Caroline Maun


Caroline C. Maun is a professor, author, poet, lyricist, and musician. She teaches creative writing in the English Department at Wayne State University in Detroit, Michigan. Other areas of research include modernism, American Literature, African-American literature, and Internet Writing.

Early life and education

Maun was born in Lansing, Michigan. She moved with her family to Englewood, Florida in 1971 where she attended Englewood Elementary School and later graduated from Lemon Bay High School in 1986.
Maun graduated with honors from Eckerd College in St. Petersburg, Florida as an English major in 1990. In 1992, she earned a MA in English from North Carolina State University in Raleigh, North Carolina. Her M.A. thesis research documented Emily Dickinson and her 1890s editors, especially Mabel Loomis Todd. She then earned a Ph.D. in English from the University of Tennessee at Knoxville in 1998, where she wrote a dissertation on Evelyn Scott's unpublished volume of verse, “The Gravestones Wept.” This research later became The Collected Poems of Evelyn Scott, published by The National Poetry Foundation in 2005.

Career

Maun was hired as a lecturer at Morgan State University in Baltimore, Maryland in 1998. She became an assistant professor of Rhetoric and Composition, and was a founding Director of the university's Writing Center.

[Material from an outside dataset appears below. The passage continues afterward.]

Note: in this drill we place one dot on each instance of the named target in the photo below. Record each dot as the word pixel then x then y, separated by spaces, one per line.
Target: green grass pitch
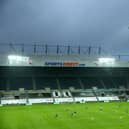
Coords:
pixel 66 116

Moving to Wayne State University, she was appointed assistant professor in the Department of Interdisciplinary Studies in 2004. She became an assistant professor in the Department of English in 2008, and in 2011 an associate professor.
Maun has written three books of poetry. Two poems from her book The Sleeping were nominated for a Pushcart Prize. Maun's poetry has been published in Third Wednesday, Raving Dove, and Chickenbones: a Journal for Literary and Artistic African-American Themes.
As well as composing and publishing her own work, Maun has written analysis and criticism of poetry. She is the author of the book Mosaic of Fire, which analyses the work of four women authors. In 2015 this book was held in more than 600 libraries.